Closed Mad-Apes closed 6 years ago
VOPS types are declared with PLAIN storage type, so Postgres is not able to move this data to TOAST storage. I can certainly change storage type to EXTENDED, but it will require all serialization routes for this type (because them now will have varying length rather the fixed length representation). But what is more important, moving data to some other (TOAST) page will significantly slow down access time and even somehow devalue idea of VOPS with vector processing.

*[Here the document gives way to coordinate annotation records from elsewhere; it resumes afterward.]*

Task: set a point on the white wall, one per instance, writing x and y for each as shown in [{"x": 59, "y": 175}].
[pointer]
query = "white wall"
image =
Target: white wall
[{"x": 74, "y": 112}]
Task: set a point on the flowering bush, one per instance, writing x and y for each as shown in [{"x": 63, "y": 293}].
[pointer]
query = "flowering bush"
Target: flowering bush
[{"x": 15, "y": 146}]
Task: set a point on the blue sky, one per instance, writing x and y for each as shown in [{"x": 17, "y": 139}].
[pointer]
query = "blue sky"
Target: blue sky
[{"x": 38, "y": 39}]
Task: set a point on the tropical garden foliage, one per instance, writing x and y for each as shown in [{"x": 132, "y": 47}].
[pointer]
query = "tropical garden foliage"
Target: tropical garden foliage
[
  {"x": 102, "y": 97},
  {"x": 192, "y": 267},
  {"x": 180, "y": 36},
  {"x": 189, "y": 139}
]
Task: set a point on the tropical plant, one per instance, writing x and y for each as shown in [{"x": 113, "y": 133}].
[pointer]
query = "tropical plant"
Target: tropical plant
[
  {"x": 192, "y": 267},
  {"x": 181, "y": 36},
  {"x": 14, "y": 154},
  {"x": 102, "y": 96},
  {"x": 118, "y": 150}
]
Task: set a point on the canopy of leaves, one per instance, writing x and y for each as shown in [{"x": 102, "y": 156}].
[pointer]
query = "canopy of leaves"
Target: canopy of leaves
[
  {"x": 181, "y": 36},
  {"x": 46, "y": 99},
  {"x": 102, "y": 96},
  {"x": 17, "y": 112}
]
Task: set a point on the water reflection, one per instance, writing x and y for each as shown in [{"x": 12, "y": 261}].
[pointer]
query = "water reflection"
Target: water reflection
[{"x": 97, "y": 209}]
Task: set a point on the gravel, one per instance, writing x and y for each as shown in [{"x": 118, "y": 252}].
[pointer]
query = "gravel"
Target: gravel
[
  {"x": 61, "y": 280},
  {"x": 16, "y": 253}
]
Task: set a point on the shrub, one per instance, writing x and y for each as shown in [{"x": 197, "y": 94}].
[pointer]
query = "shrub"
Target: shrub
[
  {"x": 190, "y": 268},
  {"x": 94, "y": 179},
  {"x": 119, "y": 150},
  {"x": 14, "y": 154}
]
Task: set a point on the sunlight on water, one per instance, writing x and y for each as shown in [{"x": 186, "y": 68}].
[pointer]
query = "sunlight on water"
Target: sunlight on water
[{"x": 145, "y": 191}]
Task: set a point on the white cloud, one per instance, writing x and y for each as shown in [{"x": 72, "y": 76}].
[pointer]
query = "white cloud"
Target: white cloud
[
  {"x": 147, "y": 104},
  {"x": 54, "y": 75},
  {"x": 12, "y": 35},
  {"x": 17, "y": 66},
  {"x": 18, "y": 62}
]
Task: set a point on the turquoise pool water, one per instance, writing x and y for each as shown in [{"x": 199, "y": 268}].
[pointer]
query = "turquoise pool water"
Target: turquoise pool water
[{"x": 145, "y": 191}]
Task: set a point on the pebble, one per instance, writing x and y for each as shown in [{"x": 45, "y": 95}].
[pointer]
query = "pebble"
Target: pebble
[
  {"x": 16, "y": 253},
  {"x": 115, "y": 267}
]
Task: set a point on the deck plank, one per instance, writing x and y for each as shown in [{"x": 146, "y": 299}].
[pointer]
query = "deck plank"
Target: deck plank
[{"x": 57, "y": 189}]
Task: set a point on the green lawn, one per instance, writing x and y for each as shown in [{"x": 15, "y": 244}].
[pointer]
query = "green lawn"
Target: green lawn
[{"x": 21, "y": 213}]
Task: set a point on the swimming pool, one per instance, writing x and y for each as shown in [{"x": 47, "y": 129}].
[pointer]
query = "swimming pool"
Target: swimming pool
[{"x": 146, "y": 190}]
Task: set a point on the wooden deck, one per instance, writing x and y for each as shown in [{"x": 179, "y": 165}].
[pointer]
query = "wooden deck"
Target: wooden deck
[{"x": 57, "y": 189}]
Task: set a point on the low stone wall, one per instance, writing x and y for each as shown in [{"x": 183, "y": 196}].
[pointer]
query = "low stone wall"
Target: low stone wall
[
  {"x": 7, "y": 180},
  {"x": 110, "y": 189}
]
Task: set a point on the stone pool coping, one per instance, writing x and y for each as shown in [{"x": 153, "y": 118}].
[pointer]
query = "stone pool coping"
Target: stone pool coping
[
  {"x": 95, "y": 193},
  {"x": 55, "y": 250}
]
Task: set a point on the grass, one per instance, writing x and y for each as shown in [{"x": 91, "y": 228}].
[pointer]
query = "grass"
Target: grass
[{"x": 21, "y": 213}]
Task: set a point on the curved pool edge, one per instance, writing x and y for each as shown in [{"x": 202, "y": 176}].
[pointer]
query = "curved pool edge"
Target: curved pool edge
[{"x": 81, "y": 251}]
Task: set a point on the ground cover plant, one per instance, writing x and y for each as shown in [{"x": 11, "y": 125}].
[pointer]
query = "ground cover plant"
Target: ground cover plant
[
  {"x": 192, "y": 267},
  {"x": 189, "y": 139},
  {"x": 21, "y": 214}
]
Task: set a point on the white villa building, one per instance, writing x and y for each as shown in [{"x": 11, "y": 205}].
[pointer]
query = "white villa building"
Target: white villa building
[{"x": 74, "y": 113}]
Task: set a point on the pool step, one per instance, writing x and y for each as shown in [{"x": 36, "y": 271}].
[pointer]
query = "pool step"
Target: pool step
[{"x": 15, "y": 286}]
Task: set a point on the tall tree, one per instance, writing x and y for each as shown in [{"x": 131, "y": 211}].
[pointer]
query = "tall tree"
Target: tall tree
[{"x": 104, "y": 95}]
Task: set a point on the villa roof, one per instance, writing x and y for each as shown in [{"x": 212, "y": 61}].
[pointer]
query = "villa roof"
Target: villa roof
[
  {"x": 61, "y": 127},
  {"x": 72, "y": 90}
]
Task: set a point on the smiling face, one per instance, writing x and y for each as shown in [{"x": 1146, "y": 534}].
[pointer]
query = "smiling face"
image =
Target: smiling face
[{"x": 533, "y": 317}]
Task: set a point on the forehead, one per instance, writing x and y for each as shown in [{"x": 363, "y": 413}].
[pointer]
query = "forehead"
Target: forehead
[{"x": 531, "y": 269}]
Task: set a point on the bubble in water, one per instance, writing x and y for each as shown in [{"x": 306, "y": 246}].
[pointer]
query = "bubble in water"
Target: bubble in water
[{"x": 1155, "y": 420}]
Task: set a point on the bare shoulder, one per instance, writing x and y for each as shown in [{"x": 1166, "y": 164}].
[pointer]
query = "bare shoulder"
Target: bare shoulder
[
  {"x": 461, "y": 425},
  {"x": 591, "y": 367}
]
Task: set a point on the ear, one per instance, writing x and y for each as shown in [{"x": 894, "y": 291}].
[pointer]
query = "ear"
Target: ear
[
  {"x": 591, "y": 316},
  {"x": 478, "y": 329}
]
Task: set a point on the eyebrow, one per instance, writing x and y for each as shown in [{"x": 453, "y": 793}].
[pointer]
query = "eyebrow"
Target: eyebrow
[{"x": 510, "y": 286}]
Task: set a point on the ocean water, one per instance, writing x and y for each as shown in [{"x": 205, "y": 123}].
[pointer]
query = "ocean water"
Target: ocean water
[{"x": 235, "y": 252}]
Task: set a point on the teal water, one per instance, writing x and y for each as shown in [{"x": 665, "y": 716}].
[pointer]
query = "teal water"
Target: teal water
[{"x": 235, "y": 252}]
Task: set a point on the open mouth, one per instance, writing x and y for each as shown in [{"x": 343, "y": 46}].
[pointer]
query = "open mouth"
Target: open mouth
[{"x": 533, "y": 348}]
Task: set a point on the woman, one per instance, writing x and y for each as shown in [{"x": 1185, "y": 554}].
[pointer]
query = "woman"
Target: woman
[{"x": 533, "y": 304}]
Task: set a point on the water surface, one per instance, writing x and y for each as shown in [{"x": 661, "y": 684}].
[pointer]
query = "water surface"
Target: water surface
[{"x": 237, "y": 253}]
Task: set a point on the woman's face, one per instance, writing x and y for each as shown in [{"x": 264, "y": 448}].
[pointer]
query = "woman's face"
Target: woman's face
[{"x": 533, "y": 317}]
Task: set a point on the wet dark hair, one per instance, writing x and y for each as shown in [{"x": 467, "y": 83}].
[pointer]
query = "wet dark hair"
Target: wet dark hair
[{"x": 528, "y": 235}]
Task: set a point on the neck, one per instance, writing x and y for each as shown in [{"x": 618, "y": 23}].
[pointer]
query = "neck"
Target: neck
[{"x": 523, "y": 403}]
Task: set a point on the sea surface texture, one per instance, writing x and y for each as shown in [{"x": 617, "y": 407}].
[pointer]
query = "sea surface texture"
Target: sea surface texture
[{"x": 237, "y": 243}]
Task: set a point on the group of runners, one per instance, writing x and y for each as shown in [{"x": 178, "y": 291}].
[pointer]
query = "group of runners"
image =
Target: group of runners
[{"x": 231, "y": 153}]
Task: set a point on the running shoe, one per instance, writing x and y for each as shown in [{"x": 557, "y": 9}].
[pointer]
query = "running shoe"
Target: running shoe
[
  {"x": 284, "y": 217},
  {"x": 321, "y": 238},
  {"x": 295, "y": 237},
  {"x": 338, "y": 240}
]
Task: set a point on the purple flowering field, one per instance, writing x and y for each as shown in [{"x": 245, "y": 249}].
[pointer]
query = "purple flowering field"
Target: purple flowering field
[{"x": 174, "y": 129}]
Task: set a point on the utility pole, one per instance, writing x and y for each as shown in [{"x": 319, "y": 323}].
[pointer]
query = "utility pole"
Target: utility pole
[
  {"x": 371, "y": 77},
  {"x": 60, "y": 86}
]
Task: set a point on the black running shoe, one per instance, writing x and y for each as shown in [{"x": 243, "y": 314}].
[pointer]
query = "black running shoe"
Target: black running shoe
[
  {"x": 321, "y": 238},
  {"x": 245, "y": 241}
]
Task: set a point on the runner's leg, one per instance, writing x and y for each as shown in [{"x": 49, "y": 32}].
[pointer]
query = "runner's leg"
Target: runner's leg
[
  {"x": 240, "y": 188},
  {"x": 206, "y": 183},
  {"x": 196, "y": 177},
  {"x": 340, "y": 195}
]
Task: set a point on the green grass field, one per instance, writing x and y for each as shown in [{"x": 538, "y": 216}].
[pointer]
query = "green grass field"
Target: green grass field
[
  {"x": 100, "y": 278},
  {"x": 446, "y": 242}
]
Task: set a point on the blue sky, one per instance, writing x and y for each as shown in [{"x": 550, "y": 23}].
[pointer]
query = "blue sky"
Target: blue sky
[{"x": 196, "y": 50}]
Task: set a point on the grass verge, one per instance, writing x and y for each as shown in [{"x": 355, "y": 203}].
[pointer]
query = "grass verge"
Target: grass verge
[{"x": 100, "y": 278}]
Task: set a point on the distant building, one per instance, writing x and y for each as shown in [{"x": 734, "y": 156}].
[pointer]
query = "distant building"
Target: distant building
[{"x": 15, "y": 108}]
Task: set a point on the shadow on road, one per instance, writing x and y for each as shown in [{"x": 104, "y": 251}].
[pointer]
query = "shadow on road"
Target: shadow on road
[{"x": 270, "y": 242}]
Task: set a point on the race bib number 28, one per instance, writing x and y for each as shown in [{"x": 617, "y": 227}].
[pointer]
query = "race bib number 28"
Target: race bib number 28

So you really need all 64 columns in your query? If not, then my recommendation is to create several different projections with smaller subset of attributes. It can also significantly increase speed of queries involving just small subset of columns.
Yes another solution is increasing Postgres page size (form default 8kb). It will require rebuilding of Postgres from sources and most likely you will not like to do it.
And if none of the suggested alternatives are applicable in you case, I can provide you version of VOPS where VOPS types are defined with EXTENDED storage type so that you can check performance in this case.
Thanks for the reply. We have 100+ normal tables, and each table contains tens of columns. Most of the columns will be used in analytic queries.
According to your suggestion. I tried to split a large VOPS table into several small VOPS tables with smaller subset of attributes and I use VOPS FDW. I created FDW tables by the small VOPS tables which contains smaller subset of attributes. load data in VOPS tables, The error did't occurred any more. Then analyze for FDW tables. I execute query on every VOPS table,and combine each result into one by 'inner join'. It works.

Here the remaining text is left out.